In two volumes, The Great Depression and the New Deal: A Thematic Encyclopedia captures the full scope of a defining era of American history. Like no other available reference, it offers a comprehensive portrait of the nation from the Crash of 1929 to the onset of World War II, exploring the impact of the Depression and the New Deal on all aspects of American life.
The book features hundreds of alphabetically organized entries in sections focusing on economics, politics, social ramifications, the arts, and ethnic issues. With an extraordinary range of primary sources integrated throughout, The Great Depression and the New Deal is the new cornerstone resource on a historic moment that is casting a shadow on our own unsettled times.
Features and Highlights
- Over 650 alphabetically organized entries on the impact of the Depression and the New Deal on the nation’s economy, politics, society, arts, and minorities
- 45 contributors at the forefront of current scholarship on 1930s America and the continuing aftershocks of that tumultuous time
- Primary documents integrated throughout, including Woody Guthrie songs, writings and speeches from Huey Long and Father Coughlin, murals by Diego Rivera, excerpts from The Grapes of Wrath, and contemporary newspaper articles
- Illustrations providing definitive images of the Depression/New Deal era, including federally funded work such as Dorothea Lange’s photography for the Farm Security Administration
- A comprehensive chronology that marks the origins, course, and consequences of the Depression and the New Deal
- Bibliographic listings for each entry and a comprehensive index of people, places, events, and key terms
- Covers all aspects of 1930s American life as impacted by the Depression and the government’s response to it, with unmatched authority and comprehensiveness
- Organized thematically to make it easy for students and other readers to find information on specific topics
- Includes entries on minority populations during the Depression—an area not usually examined in such depth
- Looks at the role of New Deal programs in the lives of people through the arts
Reviews: The Great Depression and the New Deal
"Recommended. Lower- and upper-level undergraduates; graduate students."
- Choice
"...this work is a good choice to help students begin research on this era."
- School Library Journal
Seas and Waterways of the World: An Encyclopedia of History, Uses, and Issues
John Zumerchik and Steven L. Danver, Editors
ABC-CLIO, 2009
Description
Today, our use of the Earth's seas and waterways is more widespread and efficient than ever, yet the basic technology has changed little over time. Many types of equipment still in use would be recognized by ancient seamen. Even though water is no longer the quickest and easiest way to move people and goods, it is still an essential component to all life.
Seas and Waterways of the World: An Encyclopedia of History, Uses, and Issues offers a comprehensive introduction to humanity’s historical reliance on the world's seas and waterways and how that reliance continues to evolve.

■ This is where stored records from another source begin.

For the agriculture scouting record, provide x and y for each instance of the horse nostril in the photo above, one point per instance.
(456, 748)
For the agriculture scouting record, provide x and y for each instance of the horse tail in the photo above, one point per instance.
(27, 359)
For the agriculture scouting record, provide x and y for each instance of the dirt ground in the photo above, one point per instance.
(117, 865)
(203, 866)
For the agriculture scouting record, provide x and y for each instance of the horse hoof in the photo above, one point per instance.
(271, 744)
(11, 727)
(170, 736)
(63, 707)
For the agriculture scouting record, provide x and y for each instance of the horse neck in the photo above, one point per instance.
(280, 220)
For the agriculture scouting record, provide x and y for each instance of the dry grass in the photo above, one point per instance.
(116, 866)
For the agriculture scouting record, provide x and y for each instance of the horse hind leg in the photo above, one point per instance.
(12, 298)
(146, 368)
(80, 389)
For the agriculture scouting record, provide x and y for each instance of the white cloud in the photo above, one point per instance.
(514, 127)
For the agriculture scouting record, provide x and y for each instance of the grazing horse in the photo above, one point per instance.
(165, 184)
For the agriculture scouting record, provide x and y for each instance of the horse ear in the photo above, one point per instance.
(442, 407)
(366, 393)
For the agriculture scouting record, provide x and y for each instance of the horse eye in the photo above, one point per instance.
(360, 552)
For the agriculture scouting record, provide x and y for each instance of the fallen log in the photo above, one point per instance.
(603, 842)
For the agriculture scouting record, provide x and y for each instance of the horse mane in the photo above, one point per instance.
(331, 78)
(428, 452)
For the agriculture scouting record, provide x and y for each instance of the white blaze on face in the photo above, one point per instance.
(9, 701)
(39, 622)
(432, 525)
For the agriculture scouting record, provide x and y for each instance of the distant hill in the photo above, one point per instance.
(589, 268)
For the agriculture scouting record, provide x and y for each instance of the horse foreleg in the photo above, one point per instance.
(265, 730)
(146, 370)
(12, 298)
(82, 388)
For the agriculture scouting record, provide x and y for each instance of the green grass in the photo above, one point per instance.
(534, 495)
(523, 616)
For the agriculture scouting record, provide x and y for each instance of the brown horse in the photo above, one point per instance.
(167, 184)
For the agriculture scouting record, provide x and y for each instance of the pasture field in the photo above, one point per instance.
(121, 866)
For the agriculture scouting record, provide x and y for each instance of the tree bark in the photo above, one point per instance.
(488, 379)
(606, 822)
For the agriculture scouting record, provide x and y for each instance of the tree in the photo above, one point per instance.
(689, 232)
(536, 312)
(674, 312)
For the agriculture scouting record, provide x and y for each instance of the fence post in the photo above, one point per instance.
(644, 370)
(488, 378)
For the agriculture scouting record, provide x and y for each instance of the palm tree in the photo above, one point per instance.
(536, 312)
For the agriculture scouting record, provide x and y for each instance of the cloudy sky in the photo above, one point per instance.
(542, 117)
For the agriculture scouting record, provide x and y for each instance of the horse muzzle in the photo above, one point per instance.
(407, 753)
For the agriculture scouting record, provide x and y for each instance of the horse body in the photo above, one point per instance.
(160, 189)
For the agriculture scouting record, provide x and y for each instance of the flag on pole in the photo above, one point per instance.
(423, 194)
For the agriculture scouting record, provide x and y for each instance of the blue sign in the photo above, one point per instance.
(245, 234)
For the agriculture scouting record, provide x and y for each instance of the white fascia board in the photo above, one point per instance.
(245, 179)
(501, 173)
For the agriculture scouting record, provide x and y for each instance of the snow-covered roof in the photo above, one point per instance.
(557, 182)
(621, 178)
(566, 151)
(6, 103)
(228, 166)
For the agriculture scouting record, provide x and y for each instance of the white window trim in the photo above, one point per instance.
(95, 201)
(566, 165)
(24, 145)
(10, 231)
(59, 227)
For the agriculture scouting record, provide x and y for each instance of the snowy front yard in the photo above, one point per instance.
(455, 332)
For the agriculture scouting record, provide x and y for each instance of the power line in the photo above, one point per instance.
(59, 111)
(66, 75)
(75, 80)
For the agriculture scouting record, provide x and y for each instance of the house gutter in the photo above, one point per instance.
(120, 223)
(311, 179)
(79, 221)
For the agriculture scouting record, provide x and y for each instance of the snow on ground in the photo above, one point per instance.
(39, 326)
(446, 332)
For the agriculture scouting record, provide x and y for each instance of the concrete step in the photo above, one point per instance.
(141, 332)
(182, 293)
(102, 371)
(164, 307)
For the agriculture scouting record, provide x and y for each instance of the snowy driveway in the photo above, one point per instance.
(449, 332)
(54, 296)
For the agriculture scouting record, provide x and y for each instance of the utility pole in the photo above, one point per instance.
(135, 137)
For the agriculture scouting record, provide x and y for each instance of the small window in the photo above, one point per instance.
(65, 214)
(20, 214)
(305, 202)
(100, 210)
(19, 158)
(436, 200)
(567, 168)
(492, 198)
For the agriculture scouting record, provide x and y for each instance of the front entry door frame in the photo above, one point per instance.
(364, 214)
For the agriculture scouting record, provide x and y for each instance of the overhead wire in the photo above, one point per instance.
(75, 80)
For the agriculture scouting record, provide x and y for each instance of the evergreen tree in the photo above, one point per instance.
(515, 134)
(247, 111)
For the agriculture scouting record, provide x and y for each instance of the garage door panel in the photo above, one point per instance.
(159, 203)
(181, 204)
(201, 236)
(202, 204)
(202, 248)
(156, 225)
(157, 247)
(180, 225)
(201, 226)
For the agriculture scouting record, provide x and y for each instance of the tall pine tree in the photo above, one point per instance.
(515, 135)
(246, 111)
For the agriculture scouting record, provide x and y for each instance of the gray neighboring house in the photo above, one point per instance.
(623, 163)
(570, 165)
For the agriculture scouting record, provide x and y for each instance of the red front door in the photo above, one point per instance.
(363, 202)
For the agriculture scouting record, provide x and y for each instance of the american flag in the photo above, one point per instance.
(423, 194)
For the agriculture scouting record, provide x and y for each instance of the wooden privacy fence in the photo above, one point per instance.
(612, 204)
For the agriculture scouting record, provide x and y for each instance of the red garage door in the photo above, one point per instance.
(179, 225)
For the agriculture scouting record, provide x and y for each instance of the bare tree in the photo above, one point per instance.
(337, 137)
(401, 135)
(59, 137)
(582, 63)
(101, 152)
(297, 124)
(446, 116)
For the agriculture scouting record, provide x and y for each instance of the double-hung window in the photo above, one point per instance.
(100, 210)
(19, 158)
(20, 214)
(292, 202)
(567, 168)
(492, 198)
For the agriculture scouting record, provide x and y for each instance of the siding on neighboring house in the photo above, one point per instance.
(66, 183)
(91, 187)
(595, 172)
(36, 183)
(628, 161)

Over the course of two volumes, this extraordinary resource describes the world's major nautical features, the wide variety of uses for those waterways, and a number of essential issues arising from water-borne commerce. The encyclopedia marks the emergence of the aquarium, cruise, energy, fishing, insurance, mining, trade, transportation, recreation, and sport industries, and includes entries on harbors, ports, and coastal development that play a part in the economics of commercial water use. Also included is coverage of a number of significant themes such as the rise and fall of the Erie Canal as the gateway to the Midwest, and the declining popularity of the Panama Canal.
Features and Highlights
- 134 entries, organized alphabetically within 3 sections
- Approximately 50 contributors—experts in the study and practice of water-based commerce
- A chronology of important events in nautical history
- A rich selection of photographs, illustrations, and maps
- Investigates the ever evolving importance of the seas to civilization and activities surrounding resource acquisition
- Presents the historical importance of the world’s seas and waterways through an interdisciplinary approach combining history, the sciences, economics, and political science
- Outlines both the histories of specific bodies of water and the issues that span all of the world's nautical resources
Reviews: Seas and Waterways of the World
"This encyclopedia does contain a great deal of useful information on many important subjects..." - Reference Reviews
"...this is a rather unique reference source...Recommended for high school, public, and college and university libraries." - Reference & User Services Quarterly
Projects in Development
Water Politics and Policy in the United States
John Burch and Steven L. Danver, Editors
CQ Press, 2011
Description
There is a saying out West: “whiskey’s for drinking, water’s for fighting.” Since water resources are becoming scarcer every day across the United States, it is important for people to have a reference tool that allows them to learn how the present-day water problems came to exist. People, from academe to the general public, also need to know about the legislation and legal cases that have impacted the development of water resources in the past, because those documents continue to impact people today. One can scarcely do anything to a waterway today without having to consult a number of different governmental institutions and private organizations for comment. What is consequently being learned today is that well-intentioned legislation passed decades ago has created unanticipated bureaucratic nightmares that make it extremely difficult for many locales to address their present-day water needs.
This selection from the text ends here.